Accepter Gérer mes choixUne extension de votre navigateur semble bloquer le chargement du lecteur vidéo. Pour pouvoir regarder ce contenu, vous devez la désactiver ou la désinstaller.
Réessayer
En septembre, le mouvement prend une ampleur spectaculaire au Népal. Des vidéos virales sur Instagram et TikTok exposent le train de vie des "nepo-kids", tandis que le gouvernement bloque une vingtaine de plateformes numériques. La colère explose à Katmandou : le Parlement est incendié. Pendant deux jours, le pays vit de violentes émeutes.
L'onde de choc atteint ensuite l'Afrique. Dans la capitale malgache Antananarivo les manifestants ne dénoncent plus seulement les coupures d'eau et d'électricité, mais réclament aussi la démission du président. "On ne demande pas le luxe, juste de quoi vivre dignement", scandent les manifestants, souvent étudiants ou jeunes travailleurs précaires.
Au Maroc, la mobilisation change de forme. Le collectif Gen Z 212 – en référence à l'indicatif téléphonique du pays –, structuré sur Discord, coordonne les appels à manifester et impose ses thèmes : réforme de l'école, accès aux soins, justice sociale. Sur le continent américain enfin, la jeunesse péruvienne se mobilise de Lima à Cusco contre l'instabilité politique, la corruption et l'insécurité record.
Si les revendications diffèrent, le cadre est commun. "Ce sont des pays où la démocratie, si elle existe, reste illibérale ou peu libérale", analyse Michel Wieviorka. "Ce sont aussi des régimes plus ou moins autoritaires, où le pouvoir répond par la répression, alimentant une spirale de violence." Le bilan est lourd : une dizaine de morts en Indonésie, au moins trois au Maroc et cinq à Madagascar. Au Népal, c'est le choc : au moins 76 morts et plus de 2 000 blessés selon la police.

Des victoires et des déceptions
Malgré la répression, la Gen Z marque des points. La contestation au Népal provoque la chute du gouvernement.
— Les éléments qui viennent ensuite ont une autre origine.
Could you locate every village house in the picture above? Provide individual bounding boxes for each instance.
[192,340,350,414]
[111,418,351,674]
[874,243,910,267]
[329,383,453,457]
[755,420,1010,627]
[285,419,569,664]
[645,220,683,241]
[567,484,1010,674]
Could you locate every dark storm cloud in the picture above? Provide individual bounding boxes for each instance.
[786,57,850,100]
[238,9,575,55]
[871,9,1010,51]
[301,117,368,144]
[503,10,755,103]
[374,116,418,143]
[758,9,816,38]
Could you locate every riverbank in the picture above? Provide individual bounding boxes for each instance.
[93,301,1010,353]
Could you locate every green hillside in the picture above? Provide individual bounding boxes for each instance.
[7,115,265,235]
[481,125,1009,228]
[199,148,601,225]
Fait inédit : une Première ministre intérimaire, l'ex-cheffe de la Cour suprême Sushila Karki, est désignée après un vote organisé sur Discord. Une commission d'enquête est chargée de faire la lumière sur la mort des manifestants. Pour la jeunesse népalaise, c'est une victoire : pour la première fois, une mobilisation numérique et de rue débouche sur une transition politique tangible.
À Madagascar, le scénario laisse un goût amer à la jeunesse malgache. Après plusieurs semaines de manifestations, le président Andry Rajoelina est renversé par un coup d'État des autorités militaires. Mais le gouvernement formé reste dominé par un acteur bien connu de la vie politique de l'île : l'armée. "Les militaires ont récupéré une contestation qui n'avait pas réussi à se constituer en force politique", souligne Michel Wieviorka.
Au Maroc, la contestation n'ébranle pas la monarchie mais oblige le pouvoir à réagir. Le cabinet royal annonce des mesures de modernisation et des investissements dans les hôpitaux et les écoles. Une reconnaissance implicite de la légitimité des revendications. Mais la répression tempère l'élan : 1 473 jeunes sont encore détenus, dont 330 mineurs, selon les chiffres officiels.
Souffle durable ou vague éphémère ?
Au Népal, la mobilisation ne retombe pas. En mars 2026, des élections législatives anticipées doivent se tenir. "On est dans la deuxième phase du mouvement", explique à l'AFP Yujan Rajbhandari, un manifestant. Désormais, la priorité est l'inscription sur les listes électorales et la lutte contre la corruption. "On n'arrêtera pas", promet-il.
Ailleurs, l'avenir est plus incertain. "Ce mouvement peut perdurer et produire des effets durables, ou au contraire dépérir dans son ensemble", estime Michel Wieviorka. "Il n'y a pas de règles."

L'histoire récente invite à la prudence. Des printemps arabes aux "indignés" espagnols, d'Occupy Wall Street à Nuit debout, les mouvements surgissent, s'essoufflent, laissent parfois des traces durables, parfois non. Pour Michel Wieviorka, "les mouvements sociaux ne sont pas éternels".
Une chose distingue toutefois la Gen Z : sa capacité à s'organiser, à imposer ses thèmes et à obtenir des concessions sans chercher immédiatement à prendre le pouvoir. "Ils n'ont pas de plateforme politique construite, mais ils ont un horizon clair : celui d'un changement profond", conclut le sociologue.